1. Data: 2002-01-17 21:56:09

Temat: Re: BB3 - fenomen kiczu
Od: "Willie The Pimp" <w...@w...pl> szukaj wiadomości tego autora


Użytkownik docent :

> nie masz co robić....

Mam tyle zajęć, ze Twoja mała główka nie jest w stanie tego pojąć.
WP


› Pokaż wiadomość z nagłówkami


1. Data: 2002-01-17 22:36:10

Temat: Re: BB3 - fenomen kiczu
Od: "sleepindog" <l...@s...dogs.lie> szukaj wiadomości tego autora

Użytkownik "Willie The Pimp" <w...@w...pl> napisał w wiadomości
news:a27ibj$7ts$1@news.tpi.pl...
> Użytkownik docent :

> > nie masz co robić....

> Mam tyle zajęć, ze Twoja mała główka nie jest w stanie tego pojąć,
na przyklad wysylanie tandetnych postow na grupe


› Pokaż wiadomość z nagłówkami


1. Data: 2002-01-17 22:47:01

Temat: Re: BB3 - fenomen kiczu
Od: c...@m...pl ([cookie]) szukaj wiadomości tego autora

On Thu, 17 Jan 2002 19:39:17 +0100, "Willie The Pimp"
<w...@w...pl> wrote:

>W końcu TVN to telewizja prywatna i jak każdy prywaciarz, chce zedzreć kasę
>z naiwiaków. Szczególnie teraz, kiedy idzie recesja.
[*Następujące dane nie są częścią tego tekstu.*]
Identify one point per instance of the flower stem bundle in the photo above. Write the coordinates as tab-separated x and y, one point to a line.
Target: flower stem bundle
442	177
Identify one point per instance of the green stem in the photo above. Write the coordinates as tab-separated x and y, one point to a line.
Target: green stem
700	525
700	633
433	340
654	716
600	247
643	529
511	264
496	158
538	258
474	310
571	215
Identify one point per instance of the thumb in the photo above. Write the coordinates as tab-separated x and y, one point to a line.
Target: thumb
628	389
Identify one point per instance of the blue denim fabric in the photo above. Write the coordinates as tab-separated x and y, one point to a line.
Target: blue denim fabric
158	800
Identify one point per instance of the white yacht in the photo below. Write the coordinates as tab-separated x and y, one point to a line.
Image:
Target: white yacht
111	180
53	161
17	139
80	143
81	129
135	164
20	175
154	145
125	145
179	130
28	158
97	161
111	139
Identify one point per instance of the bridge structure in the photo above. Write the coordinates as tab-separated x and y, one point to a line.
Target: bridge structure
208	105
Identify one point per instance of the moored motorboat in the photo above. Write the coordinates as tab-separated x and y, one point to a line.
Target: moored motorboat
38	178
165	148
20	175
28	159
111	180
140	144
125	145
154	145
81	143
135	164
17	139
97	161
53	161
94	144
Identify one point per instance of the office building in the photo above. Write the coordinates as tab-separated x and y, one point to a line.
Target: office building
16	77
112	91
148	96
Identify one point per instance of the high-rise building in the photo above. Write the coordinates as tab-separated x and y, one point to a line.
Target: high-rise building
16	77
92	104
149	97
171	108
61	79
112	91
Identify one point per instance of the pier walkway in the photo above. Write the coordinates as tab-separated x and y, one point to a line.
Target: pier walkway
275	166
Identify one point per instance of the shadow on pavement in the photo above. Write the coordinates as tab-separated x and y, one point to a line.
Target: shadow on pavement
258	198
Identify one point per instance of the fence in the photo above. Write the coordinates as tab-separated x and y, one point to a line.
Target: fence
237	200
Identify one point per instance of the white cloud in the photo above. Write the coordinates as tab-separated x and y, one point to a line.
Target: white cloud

sugerujesz, ze reklamodawcy sa naiwniakami? ;) w tym wypadku z
pewnoscia nie :)

>fascynują się Big Debilem, czy są tak inteligentni, że oglądają go z
>przekory?

znajoma dziennikarka kulturalna (powazna kobieta z 12-letnim
doswiadczeniem na antenie krajowej), oglada BB jednoczesnie na 4
ekranach (jak bylem u niej w wizycie, to uslyszalem "sorry, ale
wiesz... mam taki jeden nalog i musze mu sie oddac..." po czym
wlaczyla TV i na 2-3h odlaczala sie od otoczenia) i podnieca sie
rozwojem programu...
ogladactwo BB nie jest kwestia poziomu IQ, ani nudy - to nalóg
wybierajacy ofiary przypadkiem, choc oczywiscie statystycznie wiecej
ich bedzie wsrod ludzi spedzajacych dziennie kilka godzin przed
telewizorem (a sklonnosci do tego maja np. bezrobotni itd.). - to tak,
jak z paleniem papierosow - szkodza zapewne bardziej, niz BB, ale gdy
jakis palacz zostanie nazwany polglowkiem, to sie dosc mocno obrazi
(choc wiekszosc palaczy to kolesie na budowach w waciakach itd...) -
ba, niektorzy jeszcze calkiem inteligentni ludzie wciaz siedza bardzo
gleboko w szponach nalogu nikotynowego - lecz roznica miedzy BB a
tytoniem, czy alkoholem jest jedna i podstawowa - im wiecej zazywa sie
BB, tym szybciej przestaje on interesowac...

--
[cookie]
fidonet: 2:482/64

› Pokaż wiadomość z nagłówkami


1. Data: 2002-01-18 00:03:48

Temat: Re: BB3 - fenomen kiczu
Od: "Bramreja" <t...@p...onet.pl> szukaj wiadomości tego autora

Witam serdecznie.

Moi mili. Ja się przyznaję, że oglądałam pierwszą edycję BB. Kierowała mną
iście babska ciekawość. I przyznaję, że nawet wysłałm kilka sms-ów. Nie
wstydzę się tego. Pierwsza edycja BB była troszkę mniej zakłamana. Ludzie
nie wiedzieli tak do końca co i jak się odbywa, jak odbiorą to program
telewidzowie i czy wogóle był sens dać się zamknąć w jakieś chałpce i grupką
innych niepewnych ludzi. Samo zwycięstwo Janusza ( przeze mnie zwanego
"burakiem") było zwycięstwem pewnej postawy, wartości i miało w sobie coś
obiecującego. Druga edycja już od początku trąciła walką o kasę. Ideologia
np. Irka ( zrobie wszystko tylko mnie pokażcie w telewizji) czy Ani : (
wezmę was na litość ) są już dobrze przemyślane. Brak w tym już normalności,
spontaniczności. W drugiej grupie brak było lidera cieszącego się
autorytetem (w pierszej edycji to była rola Buraka) bo wszyscy chcieli
pokazać siebie jako cool men-a zatracają i tłamsząc przy tym swoje własne,
naturalne emocje i reakcje. Aż ktoś nie wytrzymał.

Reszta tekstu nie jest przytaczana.